Rainwater, rain harvesting, sustainable plumbing, calgary, yyc, plumbing

Harvesting the Rain

It was a busy week at Firefly Plumbing but a good kind of busy. We spent two days at the American Rainwater Catchment Systems Association (ARCSA) boning up on some of the latest rules, regulations, and technologies relating to the harvesting and use of rainwater. With more and longer lasting droughts as well as the depletion of drinking water we felt it was important to become accredited professionals through ARCSA and become more involved in sustainable plumbing practices.

Calgary’s unpredictable weather is a perfect reason to begin catching rainwater; it gives us the opportunity to capture this free source of water and store it during the spring’s weeklong torrential downpours and use it later during our scorching hot streaks in the summer. By storing rainwater in this way we can reduce our use of city water, lowering our water bills and avoiding any water restrictions imposed by the city.
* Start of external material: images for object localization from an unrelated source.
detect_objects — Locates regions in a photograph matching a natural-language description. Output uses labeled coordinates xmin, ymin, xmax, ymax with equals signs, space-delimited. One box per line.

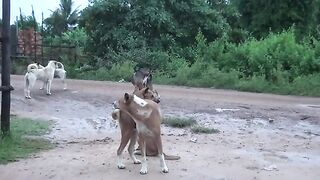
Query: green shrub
xmin=290 ymin=74 xmax=320 ymax=96
xmin=191 ymin=126 xmax=220 ymax=134
xmin=57 ymin=28 xmax=320 ymax=97
xmin=236 ymin=75 xmax=272 ymax=93
xmin=107 ymin=61 xmax=136 ymax=81
xmin=197 ymin=67 xmax=239 ymax=88
xmin=163 ymin=117 xmax=197 ymax=128
xmin=165 ymin=56 xmax=190 ymax=77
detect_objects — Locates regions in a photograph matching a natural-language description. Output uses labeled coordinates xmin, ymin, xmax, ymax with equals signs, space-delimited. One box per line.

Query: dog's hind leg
xmin=128 ymin=129 xmax=141 ymax=164
xmin=40 ymin=81 xmax=45 ymax=90
xmin=155 ymin=136 xmax=169 ymax=173
xmin=25 ymin=75 xmax=36 ymax=99
xmin=24 ymin=75 xmax=29 ymax=98
xmin=60 ymin=71 xmax=67 ymax=90
xmin=62 ymin=75 xmax=67 ymax=90
xmin=116 ymin=130 xmax=132 ymax=169
xmin=138 ymin=136 xmax=148 ymax=175
xmin=46 ymin=80 xmax=52 ymax=95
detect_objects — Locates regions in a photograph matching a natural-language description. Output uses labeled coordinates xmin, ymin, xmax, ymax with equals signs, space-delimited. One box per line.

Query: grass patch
xmin=0 ymin=117 xmax=54 ymax=164
xmin=163 ymin=117 xmax=197 ymax=128
xmin=191 ymin=126 xmax=220 ymax=134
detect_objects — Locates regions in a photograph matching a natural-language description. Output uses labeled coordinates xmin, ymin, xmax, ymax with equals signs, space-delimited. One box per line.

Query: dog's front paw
xmin=46 ymin=93 xmax=51 ymax=95
xmin=134 ymin=159 xmax=141 ymax=164
xmin=140 ymin=167 xmax=148 ymax=175
xmin=39 ymin=87 xmax=44 ymax=90
xmin=117 ymin=164 xmax=126 ymax=169
xmin=134 ymin=149 xmax=142 ymax=155
xmin=162 ymin=167 xmax=169 ymax=173
xmin=25 ymin=96 xmax=31 ymax=99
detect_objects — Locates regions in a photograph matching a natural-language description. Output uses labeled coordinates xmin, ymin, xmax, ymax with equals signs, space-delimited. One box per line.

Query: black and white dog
xmin=131 ymin=67 xmax=153 ymax=90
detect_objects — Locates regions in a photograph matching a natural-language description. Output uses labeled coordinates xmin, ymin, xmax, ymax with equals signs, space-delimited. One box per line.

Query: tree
xmin=233 ymin=0 xmax=319 ymax=39
xmin=16 ymin=15 xmax=38 ymax=30
xmin=16 ymin=8 xmax=38 ymax=30
xmin=207 ymin=0 xmax=248 ymax=43
xmin=79 ymin=0 xmax=230 ymax=64
xmin=44 ymin=0 xmax=79 ymax=36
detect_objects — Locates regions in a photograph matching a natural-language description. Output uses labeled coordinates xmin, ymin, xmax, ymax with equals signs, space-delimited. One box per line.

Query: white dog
xmin=24 ymin=60 xmax=57 ymax=99
xmin=30 ymin=61 xmax=67 ymax=90
xmin=53 ymin=62 xmax=67 ymax=90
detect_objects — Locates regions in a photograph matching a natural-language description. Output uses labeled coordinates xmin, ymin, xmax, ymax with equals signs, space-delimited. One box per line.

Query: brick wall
xmin=17 ymin=28 xmax=42 ymax=56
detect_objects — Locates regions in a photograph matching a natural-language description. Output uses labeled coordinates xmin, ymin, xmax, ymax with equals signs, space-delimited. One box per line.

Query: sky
xmin=0 ymin=0 xmax=89 ymax=24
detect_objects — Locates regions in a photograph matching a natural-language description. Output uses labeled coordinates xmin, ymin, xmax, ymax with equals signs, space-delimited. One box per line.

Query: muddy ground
xmin=0 ymin=75 xmax=320 ymax=180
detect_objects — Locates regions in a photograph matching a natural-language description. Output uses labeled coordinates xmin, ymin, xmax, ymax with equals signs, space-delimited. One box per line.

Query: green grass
xmin=191 ymin=126 xmax=220 ymax=134
xmin=0 ymin=117 xmax=54 ymax=164
xmin=163 ymin=117 xmax=197 ymax=128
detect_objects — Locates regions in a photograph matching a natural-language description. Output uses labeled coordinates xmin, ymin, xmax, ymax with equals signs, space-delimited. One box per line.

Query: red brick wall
xmin=17 ymin=28 xmax=42 ymax=56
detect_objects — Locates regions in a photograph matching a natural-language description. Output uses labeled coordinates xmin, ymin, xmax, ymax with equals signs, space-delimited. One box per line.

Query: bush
xmin=191 ymin=126 xmax=220 ymax=134
xmin=290 ymin=74 xmax=320 ymax=96
xmin=58 ymin=28 xmax=320 ymax=97
xmin=107 ymin=61 xmax=136 ymax=81
xmin=236 ymin=75 xmax=272 ymax=93
xmin=163 ymin=117 xmax=197 ymax=128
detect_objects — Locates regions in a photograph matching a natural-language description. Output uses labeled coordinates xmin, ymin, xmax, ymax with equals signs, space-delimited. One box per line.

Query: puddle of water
xmin=298 ymin=104 xmax=320 ymax=109
xmin=215 ymin=108 xmax=240 ymax=113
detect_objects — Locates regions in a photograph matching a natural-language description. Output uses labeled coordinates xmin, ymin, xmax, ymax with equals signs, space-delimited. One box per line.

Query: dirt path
xmin=0 ymin=75 xmax=320 ymax=180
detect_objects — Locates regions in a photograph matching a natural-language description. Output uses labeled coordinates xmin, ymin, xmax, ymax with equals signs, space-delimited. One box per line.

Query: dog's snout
xmin=155 ymin=99 xmax=160 ymax=103
xmin=112 ymin=101 xmax=119 ymax=109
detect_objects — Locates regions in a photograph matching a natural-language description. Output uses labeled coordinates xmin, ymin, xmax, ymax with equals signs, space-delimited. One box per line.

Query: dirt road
xmin=0 ymin=75 xmax=320 ymax=180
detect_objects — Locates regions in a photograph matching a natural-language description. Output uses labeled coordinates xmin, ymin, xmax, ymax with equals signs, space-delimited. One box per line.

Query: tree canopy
xmin=79 ymin=0 xmax=231 ymax=61
xmin=233 ymin=0 xmax=320 ymax=39
xmin=44 ymin=0 xmax=79 ymax=36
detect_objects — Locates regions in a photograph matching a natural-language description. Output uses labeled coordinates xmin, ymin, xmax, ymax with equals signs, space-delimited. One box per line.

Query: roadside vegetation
xmin=0 ymin=117 xmax=54 ymax=164
xmin=163 ymin=116 xmax=219 ymax=134
xmin=163 ymin=117 xmax=197 ymax=128
xmin=10 ymin=0 xmax=320 ymax=96
xmin=191 ymin=126 xmax=220 ymax=134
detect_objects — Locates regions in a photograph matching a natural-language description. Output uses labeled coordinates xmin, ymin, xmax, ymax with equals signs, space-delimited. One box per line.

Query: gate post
xmin=1 ymin=0 xmax=13 ymax=136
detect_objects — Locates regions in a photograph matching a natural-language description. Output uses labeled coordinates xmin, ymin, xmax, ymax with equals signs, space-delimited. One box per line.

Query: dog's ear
xmin=124 ymin=93 xmax=130 ymax=103
xmin=144 ymin=87 xmax=149 ymax=94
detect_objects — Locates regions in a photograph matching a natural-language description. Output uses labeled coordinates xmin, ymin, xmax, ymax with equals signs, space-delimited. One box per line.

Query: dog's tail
xmin=56 ymin=62 xmax=65 ymax=70
xmin=134 ymin=150 xmax=181 ymax=160
xmin=164 ymin=153 xmax=180 ymax=160
xmin=111 ymin=109 xmax=120 ymax=120
xmin=27 ymin=64 xmax=38 ymax=72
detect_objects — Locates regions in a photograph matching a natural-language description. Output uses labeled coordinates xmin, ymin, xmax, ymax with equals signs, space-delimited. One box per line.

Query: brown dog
xmin=112 ymin=87 xmax=179 ymax=167
xmin=116 ymin=92 xmax=168 ymax=174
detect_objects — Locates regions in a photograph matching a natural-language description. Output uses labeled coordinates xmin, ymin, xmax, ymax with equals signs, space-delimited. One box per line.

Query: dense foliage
xmin=234 ymin=0 xmax=320 ymax=39
xmin=16 ymin=0 xmax=320 ymax=96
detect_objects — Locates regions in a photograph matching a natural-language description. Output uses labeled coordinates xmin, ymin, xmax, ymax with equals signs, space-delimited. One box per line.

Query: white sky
xmin=0 ymin=0 xmax=89 ymax=24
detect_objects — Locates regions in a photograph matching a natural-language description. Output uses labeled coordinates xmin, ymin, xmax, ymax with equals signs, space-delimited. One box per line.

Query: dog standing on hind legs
xmin=112 ymin=87 xmax=179 ymax=165
xmin=24 ymin=60 xmax=57 ymax=99
xmin=112 ymin=87 xmax=163 ymax=170
xmin=115 ymin=93 xmax=169 ymax=174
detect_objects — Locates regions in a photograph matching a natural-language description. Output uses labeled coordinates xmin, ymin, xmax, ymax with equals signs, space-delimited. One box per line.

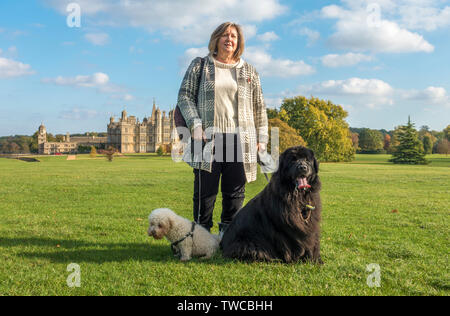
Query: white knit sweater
xmin=213 ymin=57 xmax=244 ymax=134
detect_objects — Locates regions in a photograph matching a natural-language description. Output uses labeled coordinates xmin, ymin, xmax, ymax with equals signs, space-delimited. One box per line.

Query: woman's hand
xmin=257 ymin=143 xmax=267 ymax=153
xmin=193 ymin=126 xmax=206 ymax=141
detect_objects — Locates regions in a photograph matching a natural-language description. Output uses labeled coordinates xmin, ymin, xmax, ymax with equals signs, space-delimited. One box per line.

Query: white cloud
xmin=296 ymin=76 xmax=450 ymax=110
xmin=264 ymin=97 xmax=284 ymax=109
xmin=0 ymin=57 xmax=35 ymax=79
xmin=241 ymin=25 xmax=258 ymax=40
xmin=257 ymin=31 xmax=279 ymax=42
xmin=58 ymin=108 xmax=99 ymax=120
xmin=402 ymin=86 xmax=450 ymax=106
xmin=298 ymin=77 xmax=394 ymax=108
xmin=123 ymin=94 xmax=135 ymax=101
xmin=338 ymin=0 xmax=450 ymax=32
xmin=45 ymin=0 xmax=286 ymax=44
xmin=300 ymin=77 xmax=393 ymax=96
xmin=84 ymin=33 xmax=110 ymax=46
xmin=244 ymin=46 xmax=315 ymax=78
xmin=298 ymin=27 xmax=320 ymax=46
xmin=0 ymin=46 xmax=19 ymax=59
xmin=8 ymin=46 xmax=18 ymax=57
xmin=398 ymin=4 xmax=450 ymax=31
xmin=41 ymin=72 xmax=124 ymax=93
xmin=321 ymin=3 xmax=434 ymax=53
xmin=109 ymin=93 xmax=136 ymax=102
xmin=43 ymin=72 xmax=109 ymax=87
xmin=321 ymin=53 xmax=373 ymax=68
xmin=179 ymin=47 xmax=209 ymax=74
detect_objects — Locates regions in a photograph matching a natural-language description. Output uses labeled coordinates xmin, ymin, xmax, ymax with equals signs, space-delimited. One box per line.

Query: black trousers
xmin=193 ymin=133 xmax=246 ymax=231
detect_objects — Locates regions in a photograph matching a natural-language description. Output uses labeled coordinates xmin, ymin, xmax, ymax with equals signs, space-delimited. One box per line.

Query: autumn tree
xmin=358 ymin=128 xmax=384 ymax=153
xmin=384 ymin=134 xmax=391 ymax=152
xmin=268 ymin=118 xmax=307 ymax=154
xmin=435 ymin=138 xmax=449 ymax=155
xmin=281 ymin=96 xmax=355 ymax=162
xmin=90 ymin=146 xmax=97 ymax=158
xmin=351 ymin=133 xmax=359 ymax=151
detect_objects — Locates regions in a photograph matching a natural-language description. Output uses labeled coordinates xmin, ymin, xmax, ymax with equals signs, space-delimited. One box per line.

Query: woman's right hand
xmin=193 ymin=126 xmax=206 ymax=141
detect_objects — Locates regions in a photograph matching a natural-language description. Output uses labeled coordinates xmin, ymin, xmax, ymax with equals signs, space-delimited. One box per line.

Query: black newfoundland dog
xmin=221 ymin=146 xmax=322 ymax=264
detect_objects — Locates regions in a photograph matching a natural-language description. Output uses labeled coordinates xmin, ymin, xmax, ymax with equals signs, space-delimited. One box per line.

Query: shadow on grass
xmin=1 ymin=237 xmax=231 ymax=265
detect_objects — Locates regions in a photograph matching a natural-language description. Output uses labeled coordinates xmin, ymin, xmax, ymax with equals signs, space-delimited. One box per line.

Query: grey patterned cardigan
xmin=177 ymin=55 xmax=268 ymax=183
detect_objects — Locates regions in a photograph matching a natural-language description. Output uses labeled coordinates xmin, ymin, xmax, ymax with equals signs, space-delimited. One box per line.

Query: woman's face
xmin=217 ymin=26 xmax=238 ymax=56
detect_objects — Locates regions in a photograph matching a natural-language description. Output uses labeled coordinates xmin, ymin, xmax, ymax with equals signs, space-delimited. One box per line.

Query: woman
xmin=177 ymin=22 xmax=268 ymax=235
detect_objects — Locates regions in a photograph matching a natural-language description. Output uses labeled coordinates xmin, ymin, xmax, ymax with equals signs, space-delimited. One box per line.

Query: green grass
xmin=0 ymin=154 xmax=449 ymax=296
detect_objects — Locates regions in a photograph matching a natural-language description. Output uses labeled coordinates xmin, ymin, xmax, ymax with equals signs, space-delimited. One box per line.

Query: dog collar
xmin=171 ymin=222 xmax=196 ymax=256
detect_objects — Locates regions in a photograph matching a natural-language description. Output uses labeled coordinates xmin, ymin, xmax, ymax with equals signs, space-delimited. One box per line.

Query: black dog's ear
xmin=312 ymin=152 xmax=319 ymax=173
xmin=277 ymin=151 xmax=287 ymax=172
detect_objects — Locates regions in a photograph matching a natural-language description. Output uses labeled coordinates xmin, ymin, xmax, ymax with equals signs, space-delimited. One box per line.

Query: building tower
xmin=38 ymin=124 xmax=47 ymax=145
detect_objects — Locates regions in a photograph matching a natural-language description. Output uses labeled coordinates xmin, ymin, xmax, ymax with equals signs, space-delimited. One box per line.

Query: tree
xmin=268 ymin=118 xmax=307 ymax=154
xmin=105 ymin=146 xmax=116 ymax=162
xmin=163 ymin=144 xmax=172 ymax=154
xmin=30 ymin=131 xmax=39 ymax=153
xmin=266 ymin=108 xmax=279 ymax=120
xmin=422 ymin=135 xmax=433 ymax=154
xmin=390 ymin=117 xmax=429 ymax=164
xmin=156 ymin=146 xmax=164 ymax=156
xmin=444 ymin=125 xmax=450 ymax=141
xmin=351 ymin=133 xmax=359 ymax=151
xmin=7 ymin=142 xmax=20 ymax=153
xmin=384 ymin=134 xmax=391 ymax=152
xmin=358 ymin=128 xmax=384 ymax=153
xmin=90 ymin=146 xmax=97 ymax=158
xmin=281 ymin=96 xmax=355 ymax=162
xmin=435 ymin=138 xmax=449 ymax=155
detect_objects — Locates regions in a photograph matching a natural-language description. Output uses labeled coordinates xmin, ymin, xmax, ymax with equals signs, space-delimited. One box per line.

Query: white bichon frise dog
xmin=147 ymin=208 xmax=220 ymax=261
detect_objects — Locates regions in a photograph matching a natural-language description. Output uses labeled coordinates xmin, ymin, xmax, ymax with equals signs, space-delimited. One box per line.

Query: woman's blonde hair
xmin=208 ymin=22 xmax=245 ymax=60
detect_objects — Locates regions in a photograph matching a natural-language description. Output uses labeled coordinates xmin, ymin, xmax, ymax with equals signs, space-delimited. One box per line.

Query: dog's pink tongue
xmin=298 ymin=177 xmax=310 ymax=189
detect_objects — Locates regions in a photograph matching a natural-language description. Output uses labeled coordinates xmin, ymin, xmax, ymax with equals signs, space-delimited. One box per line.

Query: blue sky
xmin=0 ymin=0 xmax=449 ymax=136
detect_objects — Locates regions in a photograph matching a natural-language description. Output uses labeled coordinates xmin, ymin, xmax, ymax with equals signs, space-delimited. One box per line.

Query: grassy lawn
xmin=0 ymin=153 xmax=448 ymax=296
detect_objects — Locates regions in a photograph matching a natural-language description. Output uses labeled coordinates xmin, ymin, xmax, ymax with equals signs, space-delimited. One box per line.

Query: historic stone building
xmin=37 ymin=124 xmax=107 ymax=155
xmin=107 ymin=103 xmax=177 ymax=153
xmin=38 ymin=124 xmax=78 ymax=155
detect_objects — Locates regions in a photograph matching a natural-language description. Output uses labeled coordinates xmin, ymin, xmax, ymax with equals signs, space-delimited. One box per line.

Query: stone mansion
xmin=37 ymin=102 xmax=177 ymax=154
xmin=107 ymin=103 xmax=177 ymax=153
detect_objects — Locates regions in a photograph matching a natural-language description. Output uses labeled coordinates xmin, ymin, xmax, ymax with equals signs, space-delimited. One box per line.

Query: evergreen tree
xmin=390 ymin=117 xmax=429 ymax=164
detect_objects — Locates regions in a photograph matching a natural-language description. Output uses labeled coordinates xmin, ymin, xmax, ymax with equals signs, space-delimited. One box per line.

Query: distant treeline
xmin=349 ymin=126 xmax=449 ymax=154
xmin=0 ymin=131 xmax=107 ymax=154
xmin=70 ymin=132 xmax=107 ymax=137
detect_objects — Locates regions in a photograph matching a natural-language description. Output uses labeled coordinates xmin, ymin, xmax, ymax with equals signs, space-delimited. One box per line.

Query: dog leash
xmin=171 ymin=222 xmax=196 ymax=256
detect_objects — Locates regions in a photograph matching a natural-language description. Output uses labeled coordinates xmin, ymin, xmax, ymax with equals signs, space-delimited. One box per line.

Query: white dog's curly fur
xmin=148 ymin=208 xmax=220 ymax=261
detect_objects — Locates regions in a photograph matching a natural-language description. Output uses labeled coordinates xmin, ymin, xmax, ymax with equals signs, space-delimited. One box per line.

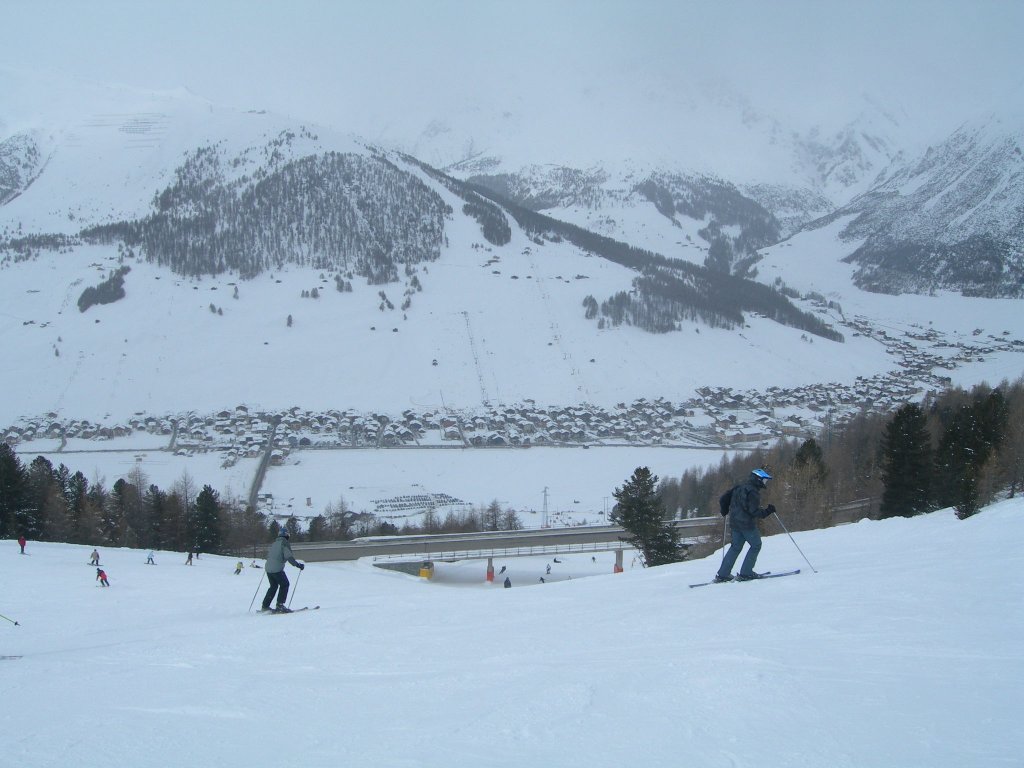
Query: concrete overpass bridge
xmin=292 ymin=517 xmax=720 ymax=580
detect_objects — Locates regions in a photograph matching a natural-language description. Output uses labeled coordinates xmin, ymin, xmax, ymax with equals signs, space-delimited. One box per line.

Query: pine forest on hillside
xmin=660 ymin=379 xmax=1024 ymax=556
xmin=468 ymin=181 xmax=844 ymax=340
xmin=81 ymin=137 xmax=451 ymax=283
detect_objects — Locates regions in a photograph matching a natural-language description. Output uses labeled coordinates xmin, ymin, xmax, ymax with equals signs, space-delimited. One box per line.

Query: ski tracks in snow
xmin=526 ymin=250 xmax=592 ymax=401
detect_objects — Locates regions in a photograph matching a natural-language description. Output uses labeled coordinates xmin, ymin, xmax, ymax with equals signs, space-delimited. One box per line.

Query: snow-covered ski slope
xmin=5 ymin=498 xmax=1021 ymax=767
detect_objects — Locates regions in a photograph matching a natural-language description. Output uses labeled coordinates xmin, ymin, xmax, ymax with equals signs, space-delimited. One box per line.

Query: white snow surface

With a properly sized rainwater system the days of laying a Frisbee upside down on your lawn can be a distant memory.

At the moment rainwater can only be used in Alberta for irrigation and for use with toilets. Cities continue to place more and more restrictions on water use and with the depletion of potable water you can be sure that rainwater harvesting will become a big part of the solution.  Cities such as Okotoks have already imposed heavy restrictions on water use in the summer months including purchasing a permit to use water during certain days of the week for gardening purposes. The potential per season catchment if you were to use only the roof of a standard 20’ x 25’ detached garage to catch rainwater in Calgary could be up to 3,366 gallons or roughly 12,741 liters. Not too shabby for something the city can’t put a meter on.